Inspection de lignes électriques ou de canalisations, surveillance d’ouvrages d’art, cartographie, agriculture, le marché des drônes civils professionnels est en pleine expansion.

A l’horizon 2020, la filière des drônes civils devrait employer en France près de 20.000 personnes contre un peu plus de 5.000 actuellement.

Le drône est aujourd’hui présent partout, y compris dans les aéroports, pour l’effarouchement des oiseaux, ce que l’on appelle, le péril aviaire, dangereux pour les avions.
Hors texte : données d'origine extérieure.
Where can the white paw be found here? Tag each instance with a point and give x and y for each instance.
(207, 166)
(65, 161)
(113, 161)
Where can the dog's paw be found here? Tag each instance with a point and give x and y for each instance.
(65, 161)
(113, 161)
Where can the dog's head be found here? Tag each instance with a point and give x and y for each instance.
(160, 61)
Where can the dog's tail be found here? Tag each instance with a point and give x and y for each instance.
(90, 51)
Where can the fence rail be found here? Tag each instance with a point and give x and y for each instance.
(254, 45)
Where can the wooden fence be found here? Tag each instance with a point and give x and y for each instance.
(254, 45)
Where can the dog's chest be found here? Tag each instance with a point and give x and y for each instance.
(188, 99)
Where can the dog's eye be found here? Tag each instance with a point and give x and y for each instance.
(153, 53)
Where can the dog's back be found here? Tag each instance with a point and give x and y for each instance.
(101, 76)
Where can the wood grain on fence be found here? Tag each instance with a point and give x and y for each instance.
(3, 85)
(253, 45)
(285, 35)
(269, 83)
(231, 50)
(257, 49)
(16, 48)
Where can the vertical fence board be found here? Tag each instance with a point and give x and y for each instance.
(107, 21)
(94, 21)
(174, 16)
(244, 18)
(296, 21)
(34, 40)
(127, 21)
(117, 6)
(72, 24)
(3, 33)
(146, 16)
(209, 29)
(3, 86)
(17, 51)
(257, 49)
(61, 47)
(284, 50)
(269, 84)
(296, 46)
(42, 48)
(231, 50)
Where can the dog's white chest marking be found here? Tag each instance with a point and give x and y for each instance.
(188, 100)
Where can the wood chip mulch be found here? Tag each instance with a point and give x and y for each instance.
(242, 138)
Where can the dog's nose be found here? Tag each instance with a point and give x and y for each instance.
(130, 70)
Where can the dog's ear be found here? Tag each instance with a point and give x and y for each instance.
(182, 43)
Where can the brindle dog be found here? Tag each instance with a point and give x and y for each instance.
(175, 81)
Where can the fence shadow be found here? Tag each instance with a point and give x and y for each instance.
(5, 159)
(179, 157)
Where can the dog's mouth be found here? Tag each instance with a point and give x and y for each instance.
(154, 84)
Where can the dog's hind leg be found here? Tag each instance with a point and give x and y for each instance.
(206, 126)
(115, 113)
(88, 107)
 La société Pilgrim implantée à Nantes, en partenariat avec une entreprise néerlandaise fait ainsi voler un drône, qui ne ressemble pas à un drône mais à un faucon. Ce drône, qui bat des ailes, s’appelle le Robird.

Ce drône, Faucon, ferait diminuer de 80% la présence des oiseaux sur les aéroports. Essentiellement commercialisé à l’export, le Robird sera bientôt testé sur l’aéroport d’Angers. La compagnie aérienne Hop et plusieurs sociétés d’assurances se disent très intéressées.

 Le Robird visible les 12 et 13 octobre prochains au salon des drônes civils, UAV Show à Mérignac en Gironde.